Ya se disponía a montar en su caballo para ir adonde estaba Juan Lugones, cuando el azar quiso que su mirada se posara en un punto al que terminaba de llegar un rayo de luna. Si sus ojos no le engañaban, allí había otro hombre, pero tendido en el suelo.
Con el revólver en la mano llegó en cuatro zancadas al sitio donde Cloves había dejado el cuerpo de Reznek. La postura en que estaba el cadáver explicó al Coyote una parte de lo que él ignoraba. Cloves había salido cargado con aquel muerto para llevarlo a algún sitio. Quizá a enterrarlo en una tumba secreta. El traje de Reznek le recordaba el de uno de sus perseguidores al salir de la hacienda de Mariñas. Esto quería decir, o bien que era el hombre a quien él había matado… No. Era otro. Era uno de los que habían hablado junto al bosque. O sea que había sido víctima de una pelea entre bandidos…
Los ojos del Coyote buscaron el camino que debía de haber seguido Cloves con su carga. La puerta del almacén… Eso quería decir que por allí se llegaba al cuartel general de los Siete Diablos.

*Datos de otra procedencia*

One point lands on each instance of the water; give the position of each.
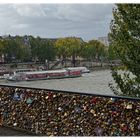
(95, 82)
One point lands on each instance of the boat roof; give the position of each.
(42, 72)
(76, 68)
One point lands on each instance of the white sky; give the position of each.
(88, 21)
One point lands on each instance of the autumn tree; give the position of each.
(125, 37)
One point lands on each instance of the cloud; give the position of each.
(56, 20)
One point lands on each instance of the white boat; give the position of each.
(82, 69)
(40, 75)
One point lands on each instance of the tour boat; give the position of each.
(82, 69)
(40, 75)
(4, 73)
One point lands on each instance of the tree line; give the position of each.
(29, 48)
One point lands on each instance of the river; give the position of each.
(95, 82)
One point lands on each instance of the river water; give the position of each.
(95, 82)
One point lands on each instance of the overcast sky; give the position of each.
(88, 21)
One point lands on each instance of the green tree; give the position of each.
(94, 49)
(125, 37)
(35, 44)
(61, 46)
(46, 51)
(73, 45)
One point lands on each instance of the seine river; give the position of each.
(95, 82)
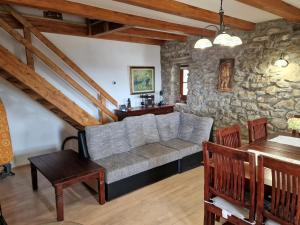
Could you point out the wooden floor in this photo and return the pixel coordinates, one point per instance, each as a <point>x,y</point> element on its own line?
<point>177,200</point>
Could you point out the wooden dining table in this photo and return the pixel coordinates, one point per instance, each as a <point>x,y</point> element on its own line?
<point>274,148</point>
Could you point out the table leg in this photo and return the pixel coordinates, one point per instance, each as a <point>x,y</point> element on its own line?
<point>59,202</point>
<point>34,177</point>
<point>101,188</point>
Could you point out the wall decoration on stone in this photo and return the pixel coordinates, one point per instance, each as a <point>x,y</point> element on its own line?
<point>226,69</point>
<point>142,80</point>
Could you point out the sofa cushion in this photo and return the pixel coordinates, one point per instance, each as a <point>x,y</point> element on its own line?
<point>185,148</point>
<point>157,154</point>
<point>122,165</point>
<point>168,125</point>
<point>105,140</point>
<point>194,128</point>
<point>141,130</point>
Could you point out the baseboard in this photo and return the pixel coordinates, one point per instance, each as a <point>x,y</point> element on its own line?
<point>191,161</point>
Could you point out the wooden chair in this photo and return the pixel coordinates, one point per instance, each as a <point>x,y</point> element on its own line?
<point>6,154</point>
<point>296,132</point>
<point>225,184</point>
<point>284,206</point>
<point>257,130</point>
<point>229,136</point>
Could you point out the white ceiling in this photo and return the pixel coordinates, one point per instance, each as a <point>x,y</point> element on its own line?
<point>231,8</point>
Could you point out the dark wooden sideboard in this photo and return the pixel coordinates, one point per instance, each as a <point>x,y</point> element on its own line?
<point>137,111</point>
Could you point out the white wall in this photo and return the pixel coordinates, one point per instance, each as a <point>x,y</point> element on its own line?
<point>35,130</point>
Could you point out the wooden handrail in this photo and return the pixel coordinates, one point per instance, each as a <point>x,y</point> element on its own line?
<point>59,53</point>
<point>54,67</point>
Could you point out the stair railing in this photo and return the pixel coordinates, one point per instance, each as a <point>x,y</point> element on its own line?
<point>100,102</point>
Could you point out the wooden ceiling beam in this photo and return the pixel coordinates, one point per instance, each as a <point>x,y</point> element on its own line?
<point>191,12</point>
<point>139,32</point>
<point>92,12</point>
<point>278,7</point>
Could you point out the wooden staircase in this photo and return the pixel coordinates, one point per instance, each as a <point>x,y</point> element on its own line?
<point>24,77</point>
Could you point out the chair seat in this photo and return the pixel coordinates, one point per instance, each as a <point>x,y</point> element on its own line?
<point>123,165</point>
<point>156,154</point>
<point>185,148</point>
<point>229,209</point>
<point>271,222</point>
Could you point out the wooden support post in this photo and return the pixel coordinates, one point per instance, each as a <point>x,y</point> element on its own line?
<point>54,67</point>
<point>29,55</point>
<point>103,117</point>
<point>60,54</point>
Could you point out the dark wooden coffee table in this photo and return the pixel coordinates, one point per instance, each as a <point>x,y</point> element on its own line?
<point>63,169</point>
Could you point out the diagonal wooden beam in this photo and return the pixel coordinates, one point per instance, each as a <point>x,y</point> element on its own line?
<point>54,67</point>
<point>139,32</point>
<point>111,16</point>
<point>278,7</point>
<point>188,11</point>
<point>30,28</point>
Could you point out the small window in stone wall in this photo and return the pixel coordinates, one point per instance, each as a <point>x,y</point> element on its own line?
<point>184,74</point>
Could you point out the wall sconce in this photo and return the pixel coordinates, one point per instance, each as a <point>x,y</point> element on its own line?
<point>281,62</point>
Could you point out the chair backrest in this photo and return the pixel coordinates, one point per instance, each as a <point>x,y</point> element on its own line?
<point>285,202</point>
<point>229,136</point>
<point>225,175</point>
<point>6,153</point>
<point>257,129</point>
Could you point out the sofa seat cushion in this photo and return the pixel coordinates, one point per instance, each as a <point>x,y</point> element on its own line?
<point>141,130</point>
<point>168,125</point>
<point>105,140</point>
<point>157,154</point>
<point>271,222</point>
<point>194,128</point>
<point>123,165</point>
<point>185,148</point>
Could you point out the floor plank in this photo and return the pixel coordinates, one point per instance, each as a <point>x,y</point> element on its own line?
<point>177,200</point>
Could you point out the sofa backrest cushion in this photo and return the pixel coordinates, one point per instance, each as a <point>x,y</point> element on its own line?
<point>108,139</point>
<point>141,130</point>
<point>194,128</point>
<point>168,125</point>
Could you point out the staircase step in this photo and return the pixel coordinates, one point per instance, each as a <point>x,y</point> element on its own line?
<point>31,83</point>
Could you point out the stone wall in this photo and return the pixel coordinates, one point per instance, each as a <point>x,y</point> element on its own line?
<point>260,89</point>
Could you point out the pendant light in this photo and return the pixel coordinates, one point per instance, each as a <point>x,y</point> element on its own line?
<point>281,62</point>
<point>222,38</point>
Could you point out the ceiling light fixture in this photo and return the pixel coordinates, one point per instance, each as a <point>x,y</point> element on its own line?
<point>281,62</point>
<point>223,38</point>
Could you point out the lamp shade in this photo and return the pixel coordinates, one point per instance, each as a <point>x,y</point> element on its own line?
<point>203,43</point>
<point>223,39</point>
<point>281,62</point>
<point>294,123</point>
<point>235,41</point>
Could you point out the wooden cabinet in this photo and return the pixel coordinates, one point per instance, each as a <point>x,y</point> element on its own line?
<point>137,111</point>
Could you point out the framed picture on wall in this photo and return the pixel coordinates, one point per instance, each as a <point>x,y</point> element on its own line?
<point>226,71</point>
<point>142,79</point>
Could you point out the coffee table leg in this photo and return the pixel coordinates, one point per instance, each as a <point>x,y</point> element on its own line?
<point>101,188</point>
<point>59,202</point>
<point>34,177</point>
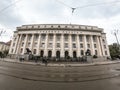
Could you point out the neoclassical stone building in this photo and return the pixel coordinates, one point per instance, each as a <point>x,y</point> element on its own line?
<point>59,40</point>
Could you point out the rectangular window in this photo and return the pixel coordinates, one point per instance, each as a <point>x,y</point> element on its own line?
<point>43,45</point>
<point>58,45</point>
<point>94,39</point>
<point>66,38</point>
<point>88,45</point>
<point>80,38</point>
<point>22,44</point>
<point>95,46</point>
<point>105,46</point>
<point>34,52</point>
<point>81,45</point>
<point>74,45</point>
<point>29,37</point>
<point>88,38</point>
<point>66,45</point>
<point>106,53</point>
<point>43,37</point>
<point>58,37</point>
<point>73,38</point>
<point>36,37</point>
<point>29,44</point>
<point>50,45</point>
<point>35,44</point>
<point>21,50</point>
<point>50,37</point>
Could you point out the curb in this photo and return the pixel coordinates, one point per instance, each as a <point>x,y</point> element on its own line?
<point>62,65</point>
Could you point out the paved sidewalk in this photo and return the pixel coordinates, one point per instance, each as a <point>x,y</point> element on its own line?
<point>62,64</point>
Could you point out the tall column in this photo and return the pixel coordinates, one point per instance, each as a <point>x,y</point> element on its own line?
<point>32,43</point>
<point>46,45</point>
<point>98,44</point>
<point>102,48</point>
<point>38,45</point>
<point>85,44</point>
<point>54,46</point>
<point>70,45</point>
<point>25,43</point>
<point>78,46</point>
<point>62,46</point>
<point>19,43</point>
<point>16,43</point>
<point>92,46</point>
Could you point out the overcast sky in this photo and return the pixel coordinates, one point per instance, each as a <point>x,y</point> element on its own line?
<point>104,14</point>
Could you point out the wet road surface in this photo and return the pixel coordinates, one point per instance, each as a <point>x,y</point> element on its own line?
<point>15,76</point>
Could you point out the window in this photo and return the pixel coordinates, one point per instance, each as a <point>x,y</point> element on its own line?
<point>29,44</point>
<point>106,53</point>
<point>42,44</point>
<point>58,37</point>
<point>35,44</point>
<point>34,51</point>
<point>13,44</point>
<point>105,46</point>
<point>81,38</point>
<point>50,37</point>
<point>36,37</point>
<point>88,38</point>
<point>94,39</point>
<point>95,52</point>
<point>88,45</point>
<point>29,37</point>
<point>66,45</point>
<point>74,45</point>
<point>22,44</point>
<point>58,45</point>
<point>66,37</point>
<point>50,45</point>
<point>95,46</point>
<point>81,45</point>
<point>82,52</point>
<point>21,50</point>
<point>73,38</point>
<point>43,37</point>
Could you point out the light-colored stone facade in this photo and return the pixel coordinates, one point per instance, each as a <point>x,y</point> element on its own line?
<point>4,46</point>
<point>59,40</point>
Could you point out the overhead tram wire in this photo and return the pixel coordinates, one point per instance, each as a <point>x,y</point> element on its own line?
<point>9,6</point>
<point>88,5</point>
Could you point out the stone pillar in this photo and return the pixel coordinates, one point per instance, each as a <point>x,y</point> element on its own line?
<point>54,46</point>
<point>98,44</point>
<point>85,44</point>
<point>32,43</point>
<point>70,46</point>
<point>62,46</point>
<point>38,45</point>
<point>78,46</point>
<point>92,46</point>
<point>46,45</point>
<point>19,43</point>
<point>25,43</point>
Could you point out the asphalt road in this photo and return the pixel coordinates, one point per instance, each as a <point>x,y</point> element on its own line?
<point>15,76</point>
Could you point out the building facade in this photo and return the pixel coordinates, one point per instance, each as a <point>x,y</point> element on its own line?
<point>4,46</point>
<point>59,40</point>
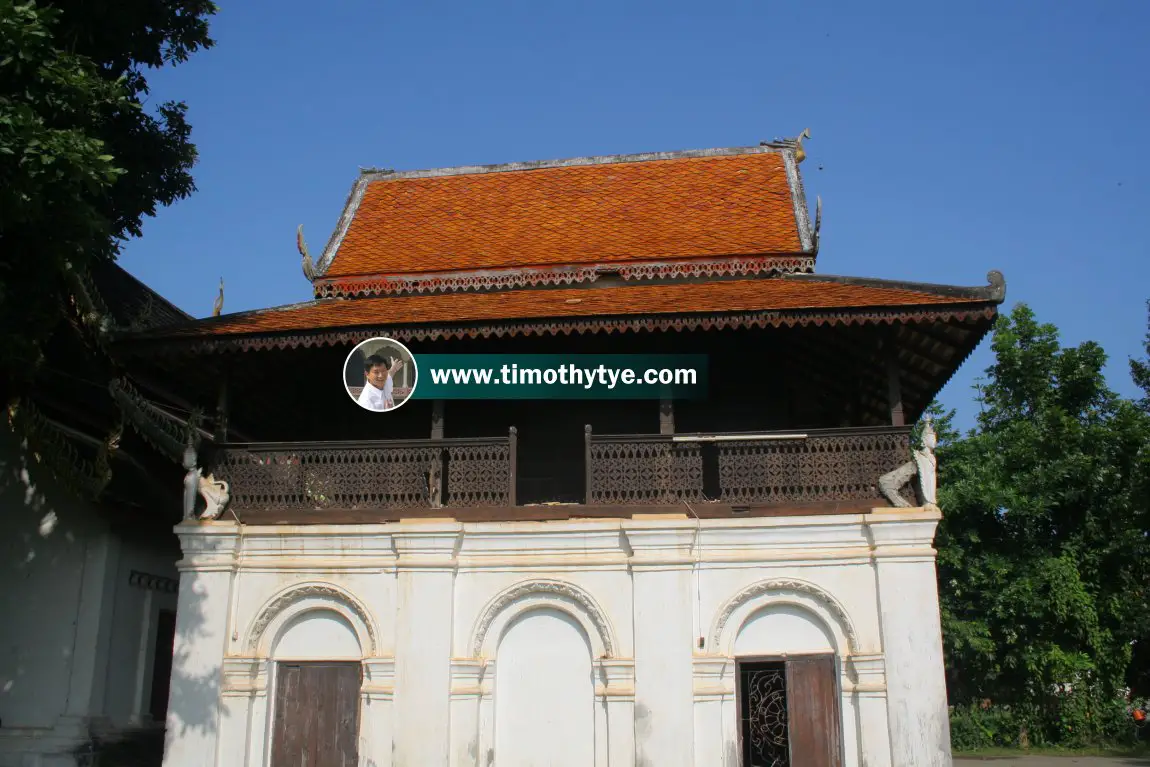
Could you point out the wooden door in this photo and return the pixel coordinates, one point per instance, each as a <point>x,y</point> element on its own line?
<point>316,715</point>
<point>789,712</point>
<point>813,712</point>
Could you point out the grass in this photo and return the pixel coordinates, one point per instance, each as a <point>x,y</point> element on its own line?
<point>1134,751</point>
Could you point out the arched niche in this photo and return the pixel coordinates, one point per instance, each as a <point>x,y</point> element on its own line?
<point>332,610</point>
<point>316,635</point>
<point>544,691</point>
<point>804,610</point>
<point>529,596</point>
<point>783,629</point>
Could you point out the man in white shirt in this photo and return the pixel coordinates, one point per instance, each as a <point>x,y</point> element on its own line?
<point>376,394</point>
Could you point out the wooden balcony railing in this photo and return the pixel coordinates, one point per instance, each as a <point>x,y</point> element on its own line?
<point>740,468</point>
<point>736,468</point>
<point>365,475</point>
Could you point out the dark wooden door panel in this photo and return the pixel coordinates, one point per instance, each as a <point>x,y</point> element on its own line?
<point>813,712</point>
<point>316,715</point>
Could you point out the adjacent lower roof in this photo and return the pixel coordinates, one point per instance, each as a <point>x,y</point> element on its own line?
<point>614,209</point>
<point>789,299</point>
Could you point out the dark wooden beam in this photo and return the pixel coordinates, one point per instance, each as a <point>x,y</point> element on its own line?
<point>894,385</point>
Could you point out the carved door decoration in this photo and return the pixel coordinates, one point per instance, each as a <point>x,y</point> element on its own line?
<point>316,715</point>
<point>789,713</point>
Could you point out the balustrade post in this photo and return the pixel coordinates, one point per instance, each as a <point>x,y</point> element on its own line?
<point>513,455</point>
<point>587,463</point>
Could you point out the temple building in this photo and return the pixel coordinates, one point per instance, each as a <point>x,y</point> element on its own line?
<point>743,580</point>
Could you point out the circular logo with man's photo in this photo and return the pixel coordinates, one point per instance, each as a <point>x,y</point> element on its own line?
<point>380,374</point>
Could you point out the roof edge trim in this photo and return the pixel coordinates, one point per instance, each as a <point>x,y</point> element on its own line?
<point>567,326</point>
<point>370,175</point>
<point>994,291</point>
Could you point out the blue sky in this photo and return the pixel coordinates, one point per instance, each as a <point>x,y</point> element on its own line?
<point>948,139</point>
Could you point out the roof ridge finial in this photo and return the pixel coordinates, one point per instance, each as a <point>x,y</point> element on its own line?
<point>799,154</point>
<point>301,246</point>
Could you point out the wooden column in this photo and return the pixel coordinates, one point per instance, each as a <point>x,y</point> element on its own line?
<point>513,457</point>
<point>666,416</point>
<point>435,475</point>
<point>894,385</point>
<point>221,431</point>
<point>587,465</point>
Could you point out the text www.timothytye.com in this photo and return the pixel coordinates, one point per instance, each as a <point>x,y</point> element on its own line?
<point>569,375</point>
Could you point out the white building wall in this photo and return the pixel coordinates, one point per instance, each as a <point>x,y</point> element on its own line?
<point>445,615</point>
<point>77,641</point>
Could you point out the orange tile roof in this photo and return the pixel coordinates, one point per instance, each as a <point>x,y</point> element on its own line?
<point>569,214</point>
<point>628,299</point>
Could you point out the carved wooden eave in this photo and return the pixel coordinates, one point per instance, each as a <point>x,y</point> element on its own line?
<point>970,305</point>
<point>165,435</point>
<point>557,276</point>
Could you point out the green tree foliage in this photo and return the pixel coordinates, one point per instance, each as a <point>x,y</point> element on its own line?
<point>1043,551</point>
<point>1140,369</point>
<point>82,160</point>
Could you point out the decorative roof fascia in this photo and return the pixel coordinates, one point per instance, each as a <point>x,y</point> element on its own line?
<point>368,176</point>
<point>546,276</point>
<point>994,291</point>
<point>581,326</point>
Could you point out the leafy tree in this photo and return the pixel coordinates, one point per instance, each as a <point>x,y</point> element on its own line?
<point>1140,369</point>
<point>1043,551</point>
<point>82,160</point>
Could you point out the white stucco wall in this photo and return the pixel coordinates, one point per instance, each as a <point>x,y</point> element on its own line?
<point>460,626</point>
<point>76,642</point>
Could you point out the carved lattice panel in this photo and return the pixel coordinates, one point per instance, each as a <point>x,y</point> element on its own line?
<point>365,476</point>
<point>825,467</point>
<point>635,473</point>
<point>478,475</point>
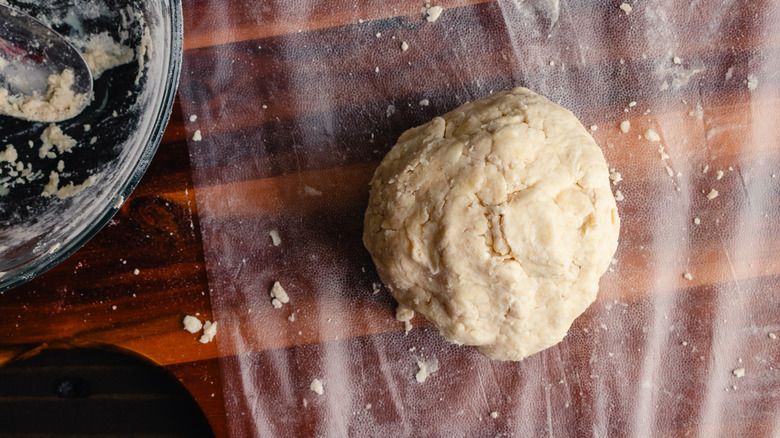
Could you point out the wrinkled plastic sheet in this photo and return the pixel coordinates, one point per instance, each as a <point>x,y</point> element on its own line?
<point>297,102</point>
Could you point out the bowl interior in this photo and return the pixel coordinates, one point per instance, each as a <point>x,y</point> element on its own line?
<point>116,135</point>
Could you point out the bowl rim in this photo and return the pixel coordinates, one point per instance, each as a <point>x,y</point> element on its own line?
<point>161,118</point>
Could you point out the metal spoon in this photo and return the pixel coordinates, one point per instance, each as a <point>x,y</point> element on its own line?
<point>30,53</point>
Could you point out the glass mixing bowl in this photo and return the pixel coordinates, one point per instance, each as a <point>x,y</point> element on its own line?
<point>116,135</point>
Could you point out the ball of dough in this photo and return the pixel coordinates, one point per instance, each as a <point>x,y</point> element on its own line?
<point>495,221</point>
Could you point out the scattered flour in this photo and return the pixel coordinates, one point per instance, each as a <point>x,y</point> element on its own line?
<point>275,239</point>
<point>433,13</point>
<point>651,135</point>
<point>752,82</point>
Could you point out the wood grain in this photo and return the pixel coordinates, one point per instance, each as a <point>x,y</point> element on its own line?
<point>245,67</point>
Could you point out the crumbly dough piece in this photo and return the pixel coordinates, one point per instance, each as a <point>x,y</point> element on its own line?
<point>59,103</point>
<point>495,221</point>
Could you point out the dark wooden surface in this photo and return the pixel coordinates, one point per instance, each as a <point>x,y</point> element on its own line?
<point>94,298</point>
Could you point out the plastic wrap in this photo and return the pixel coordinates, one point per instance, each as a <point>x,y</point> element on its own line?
<point>298,101</point>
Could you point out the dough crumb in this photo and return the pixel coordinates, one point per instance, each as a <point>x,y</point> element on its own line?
<point>752,82</point>
<point>426,369</point>
<point>192,324</point>
<point>275,239</point>
<point>278,293</point>
<point>58,103</point>
<point>311,191</point>
<point>652,135</point>
<point>209,331</point>
<point>316,386</point>
<point>404,315</point>
<point>433,13</point>
<point>615,177</point>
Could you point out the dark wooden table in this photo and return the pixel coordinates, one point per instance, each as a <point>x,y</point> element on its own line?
<point>131,285</point>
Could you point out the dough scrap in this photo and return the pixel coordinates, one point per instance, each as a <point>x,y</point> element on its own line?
<point>59,103</point>
<point>495,221</point>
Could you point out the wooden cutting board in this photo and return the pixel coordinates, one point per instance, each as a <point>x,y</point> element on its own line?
<point>131,285</point>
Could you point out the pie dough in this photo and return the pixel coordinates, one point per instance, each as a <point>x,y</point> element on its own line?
<point>495,221</point>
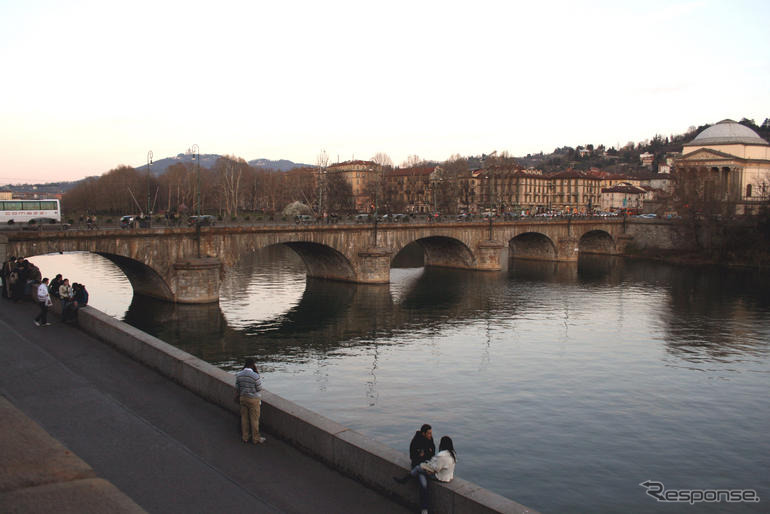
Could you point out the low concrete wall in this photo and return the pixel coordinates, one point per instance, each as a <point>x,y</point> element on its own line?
<point>364,459</point>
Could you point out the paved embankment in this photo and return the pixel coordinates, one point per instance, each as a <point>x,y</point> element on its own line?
<point>170,439</point>
<point>166,448</point>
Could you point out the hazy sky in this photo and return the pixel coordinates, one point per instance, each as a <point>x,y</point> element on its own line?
<point>86,86</point>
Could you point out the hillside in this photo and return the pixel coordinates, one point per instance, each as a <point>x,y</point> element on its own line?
<point>159,167</point>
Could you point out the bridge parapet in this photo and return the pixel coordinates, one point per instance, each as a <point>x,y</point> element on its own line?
<point>186,264</point>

- No -pensó-. Juan está en peligro. No puedo perder ni un minuto, ni siquiera para vengarle. Antes le debo salvar.
Arrastró el otro cadáver hasta donde se hallaban los caballos, y como uno ya iba demasiado cargado con las maletas y el cuerpo de Cloves, cogió una manta de algodón que pensaba utilizar para cubrir mejor a Kathryn y la usó para tapar el cuerpo de Reznek, al que puso al lado de la escritora.
- En marcha -musitó el enmascarado, saltando sobre su caballo y empujando ante él a los otros dos, en dirección a las boscosas laderas de las montañas.